No tardó demasiado. El portero le entregó las llaves. Un tercer piso. Un edificio ya antiguo, pero bien conservado. Una puerta que se podía comparar con cualquiera de las tapas que ya había abierto y que le habían contado una historia que aún no podía creer. El resto estaba detrás de aquella puerta. Respirar. La llave. Entrar en una casa como quien se deja entrar en el mar. A media luz, con las persianas bajadas y la claridad de la calle entrando por las ventanas como pidiendo permiso. Tres habitaciones, un baño. Un comedor grande, con una mesa en el centro. Una mesa llena de papeles. En las paredes, historia, más historia. Fotos que parecían hablar a un pintor que se encontraba delante del lienzo en blanco más grande de su vida. Marilyn, Harlow. De palabras míticas a unas paredes escondidas en un piso de Madrid. De conversaciones sobre rubias y faldas levantadas sobre el metro a una mesa de madera, a un banco en el Retiro. ¿Qué fue lo que dijo aquel inglés al ver la tumba de Tuthankamon? “Veo cosas maravillosas”. Eso eran. Como entrar en un cuento sin permiso.

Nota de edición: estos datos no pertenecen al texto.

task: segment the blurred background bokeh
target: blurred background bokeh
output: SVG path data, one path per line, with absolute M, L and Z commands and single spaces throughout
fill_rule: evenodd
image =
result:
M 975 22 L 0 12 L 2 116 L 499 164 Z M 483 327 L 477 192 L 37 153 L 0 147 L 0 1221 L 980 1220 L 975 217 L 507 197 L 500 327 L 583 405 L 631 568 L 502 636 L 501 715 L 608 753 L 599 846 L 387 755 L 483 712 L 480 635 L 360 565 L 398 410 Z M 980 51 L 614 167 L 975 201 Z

Recorrió las habitaciones, sorprendido y sobrepasado por lo que aquella casa y lo que contenía significaba. En algunos segundos su mente se llenaba de páginas y páginas de periódicos, revistas y libros, con titulares sorprendentes, con esa historia en todos los papeles, en todos los cafés. Se imaginaba su ordenador lleno de fotos, de versiones, de teorías, de gente en foros hablando de leyendas. Y en otros segundos, su cerebro se callaba, oprimido de recuerdos. No pudo evitar sonreír al observar un detalle en un rincón del comedor. Era una figura del Oscar de la Academia, una de esas que se puede comprar en cualquier tienda de regalos. “A la mejor amiga” era su inscripción. Sonrió pensando en cómo podría haber sido la escena en la que una de ellas se lo regaló a la otra, como se debieron reír del mundo en ese momento. El mismo mundo que idolatraba sus escenas, sus fotos, sus besos, sus recuerdos de tienda, sus postales de El Rastro.

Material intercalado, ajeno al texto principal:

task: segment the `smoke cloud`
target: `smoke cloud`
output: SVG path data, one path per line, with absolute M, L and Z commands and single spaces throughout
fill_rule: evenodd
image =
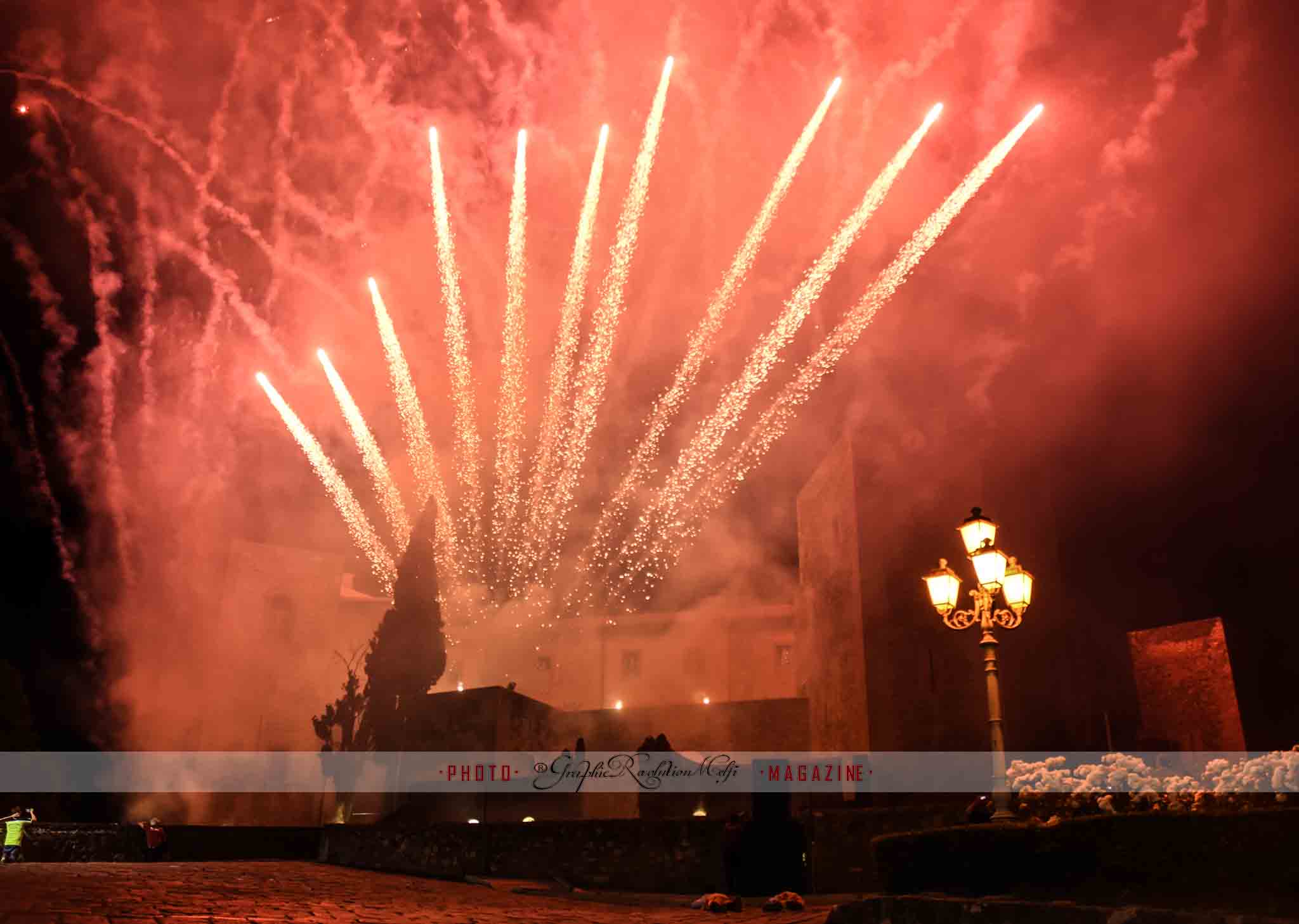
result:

Grace -no podía pensar en ella como Marilyn- había escrito la verdad. Todo estaba allí, sobre esa mesa en el centro del Salón. Todas las pruebas y documentos necesarios para contar la historia. Cierto que él no era un especialista, pero a su entender a nadie le podría quedar duda de la veracidad de aquella historia. Hasta tres veces tuvo el teléfono en la mano con el número de su amigo periodista en la pantalla para llamarle. Antes de realizar la cuarta, su mirada se encontró con su retrato de Juana, el que le había hecho a través de una fotografía.

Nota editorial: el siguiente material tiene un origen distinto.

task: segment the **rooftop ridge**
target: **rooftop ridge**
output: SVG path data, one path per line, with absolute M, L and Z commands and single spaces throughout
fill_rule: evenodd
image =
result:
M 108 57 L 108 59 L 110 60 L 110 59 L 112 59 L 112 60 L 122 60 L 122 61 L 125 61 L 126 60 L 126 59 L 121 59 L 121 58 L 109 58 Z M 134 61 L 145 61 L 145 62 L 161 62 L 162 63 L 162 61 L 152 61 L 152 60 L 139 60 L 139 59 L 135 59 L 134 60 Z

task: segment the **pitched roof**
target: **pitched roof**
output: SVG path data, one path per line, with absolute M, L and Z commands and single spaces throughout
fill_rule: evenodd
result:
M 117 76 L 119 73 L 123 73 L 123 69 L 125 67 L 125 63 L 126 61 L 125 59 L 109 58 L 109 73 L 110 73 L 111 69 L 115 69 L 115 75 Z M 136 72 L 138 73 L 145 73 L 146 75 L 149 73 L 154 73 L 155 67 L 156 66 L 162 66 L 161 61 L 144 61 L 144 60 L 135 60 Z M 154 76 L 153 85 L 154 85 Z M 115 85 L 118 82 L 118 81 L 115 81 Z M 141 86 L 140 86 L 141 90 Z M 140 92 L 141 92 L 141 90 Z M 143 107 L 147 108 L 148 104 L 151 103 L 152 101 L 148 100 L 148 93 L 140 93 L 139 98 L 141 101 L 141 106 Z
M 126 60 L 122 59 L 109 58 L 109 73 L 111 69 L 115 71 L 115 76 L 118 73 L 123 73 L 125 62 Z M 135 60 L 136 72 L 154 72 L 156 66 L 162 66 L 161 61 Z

Y por fin, pulsó la tecla para llamar.
- Hola, Carlos, soy Juan. Es largo de contar, pero necesito un favor.
Y le contó su historia. La historia de dos ancianas que le habían acompañado tantas tardes en un banco de El Retiro. Le dijo sus nombres, Grace y Juana. Le contó como confiaron en él y que no podía dejar de ayudarlas. El mundo es nuestra ayuda, o algo así, le dijo. Así que le pidió la casita esa que usaba para recluirse de vez en cuando, y con la previsora cantidad de dinero que Grace había dejado en la mesa, alquiló una furgoneta y trasladó las pruebas a la casita con chimenea. Y allí, junto con una cerveza, un par de paquetes de tábaco y en compañía de un par de retratos a carboncillo de la Harlow y la Monroe, o más bien, dos ancianas de un banco de El Retiro, quemó todo. Todo menos un par de álbums de tapas azules e historias increibles, que desde aquel día le acompañaban en sus tardes de pintor de parques y sonrisas, y turistas.
Y casi podía jurar que no habían sido sus manos quienes habían pintado las sonrisas leves que el reflejo del fuego parecían alumbrar en aquellas dos pinturas.